Sun Yat-sen's The Three Principles of the People

Instructor: Kevin Newton

Kevin has edited encyclopedias, taught middle and high school history, and has a master's degree in Islamic law.

Sun Yat-sen, the founder of Chinese democracy, laid out the Three Principles of the People as a guiding philosophy for what Chinese government should look like.

Modernizing China

When Sun Yat-sen, the founder of the Chinese Republic and, to be honest, the person who did more to modernize the country than anyone else, set out to bring China into the modern world, he knew that it required more than just knowledge and equipment. So he sought to create a political philosophy that would help provide the world's most populous nation with significant amounts of pride while leading it to a better future. For inspiration, he thought of Abraham Lincoln's phrase 'of the people, by the people, for the people' from the Gettysburg Address. In this lesson, we'll see how that phrase inspired the Three Principles of the People, a guiding philosophy for early modern China.


The first principle of the people is based on the idea that the people of China should play a role in China's government. Colonial powers were trying to take over China at this time, and Sun Yat-sen was fighting outside forces as much as a desire by some Chinese not to nationalize. However, there was another problem. Which people of China should rule the country? For centuries the Manchus had ruled, but they were a minority compared to the Han Chinese. Still, there were also Muslims, Tibetans, Mongols, and many other smaller ethnicities within China. As such, this idea of populism sought to embrace all of China's nationalities as being Chinese. Think about it like this - you can be a Virginian or a Californian, but you're still an American.
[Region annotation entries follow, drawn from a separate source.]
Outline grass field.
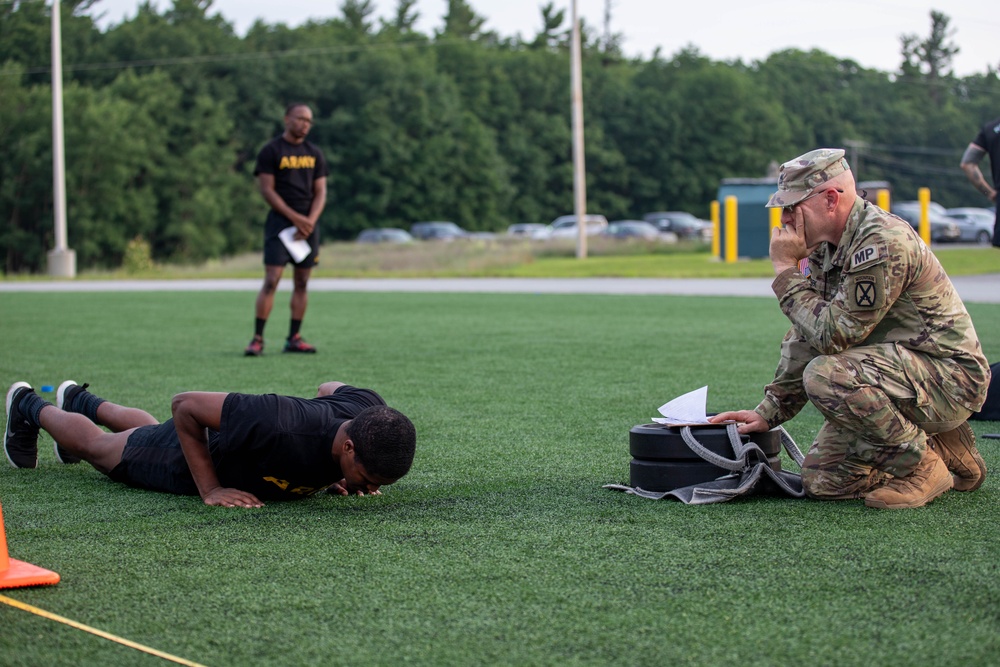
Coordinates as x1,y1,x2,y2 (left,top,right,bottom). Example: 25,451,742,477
11,241,1000,280
0,293,1000,667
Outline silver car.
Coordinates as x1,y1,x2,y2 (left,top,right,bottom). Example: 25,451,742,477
945,208,996,245
892,201,962,243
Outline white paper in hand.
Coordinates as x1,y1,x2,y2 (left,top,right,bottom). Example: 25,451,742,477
278,225,312,264
653,385,708,426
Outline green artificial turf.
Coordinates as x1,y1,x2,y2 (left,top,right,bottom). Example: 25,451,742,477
0,292,1000,666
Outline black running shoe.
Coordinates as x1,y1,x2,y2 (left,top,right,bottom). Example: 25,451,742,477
285,334,316,354
3,382,38,468
54,380,83,463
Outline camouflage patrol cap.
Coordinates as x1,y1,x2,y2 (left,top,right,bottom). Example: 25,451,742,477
765,148,851,208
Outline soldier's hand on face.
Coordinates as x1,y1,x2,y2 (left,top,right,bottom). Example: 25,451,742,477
769,206,809,274
708,410,771,434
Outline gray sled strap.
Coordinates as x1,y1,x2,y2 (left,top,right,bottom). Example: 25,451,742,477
681,424,748,472
669,424,806,504
778,426,806,468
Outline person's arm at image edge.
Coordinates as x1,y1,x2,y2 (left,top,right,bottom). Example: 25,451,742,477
959,144,997,201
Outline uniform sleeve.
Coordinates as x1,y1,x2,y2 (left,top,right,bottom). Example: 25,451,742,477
771,236,909,354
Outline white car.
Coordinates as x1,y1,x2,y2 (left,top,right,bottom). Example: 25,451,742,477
532,214,608,239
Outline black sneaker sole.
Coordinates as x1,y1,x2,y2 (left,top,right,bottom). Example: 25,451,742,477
3,382,38,468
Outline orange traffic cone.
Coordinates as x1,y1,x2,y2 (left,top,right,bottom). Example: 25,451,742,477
0,506,59,588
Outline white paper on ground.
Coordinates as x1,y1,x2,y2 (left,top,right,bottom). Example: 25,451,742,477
653,385,708,425
278,225,312,264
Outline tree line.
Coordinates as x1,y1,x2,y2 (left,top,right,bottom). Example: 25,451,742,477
0,0,1000,274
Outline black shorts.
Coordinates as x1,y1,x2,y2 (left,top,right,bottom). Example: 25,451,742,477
108,419,198,496
264,211,319,269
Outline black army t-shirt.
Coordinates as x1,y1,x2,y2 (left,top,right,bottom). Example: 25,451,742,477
210,385,385,500
253,136,329,215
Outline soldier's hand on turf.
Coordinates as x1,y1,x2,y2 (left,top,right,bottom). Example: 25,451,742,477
203,486,264,507
708,410,771,434
326,479,382,496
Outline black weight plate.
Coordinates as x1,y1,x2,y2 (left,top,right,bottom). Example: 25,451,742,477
629,424,781,461
629,459,729,491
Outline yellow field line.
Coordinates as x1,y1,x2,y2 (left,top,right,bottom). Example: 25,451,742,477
0,595,205,667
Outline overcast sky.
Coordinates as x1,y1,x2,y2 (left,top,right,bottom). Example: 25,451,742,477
84,0,1000,76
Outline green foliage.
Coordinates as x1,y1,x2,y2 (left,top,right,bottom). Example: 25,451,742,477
122,236,155,274
0,0,1000,274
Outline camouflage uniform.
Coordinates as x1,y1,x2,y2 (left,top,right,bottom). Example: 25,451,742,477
755,149,990,499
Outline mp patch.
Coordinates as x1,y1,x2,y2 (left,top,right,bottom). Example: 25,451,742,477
851,274,885,310
851,244,881,270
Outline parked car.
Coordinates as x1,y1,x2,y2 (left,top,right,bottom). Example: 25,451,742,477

That was the philosophy Sun Yat-sen wanted his people to adopt.


Lincoln's desire for a government 'by the people' inspired Sun Yat-sen for his second point. China should be a democratic country, free of the entanglements that came with European rule. To this end, Sun Yat-sen tried to implement a Western-style democracy in China, with plenty of opportunities for civil involvement. The parts of government were known as Yuan, and they were based on both on Western and Imperial Chinese government organs.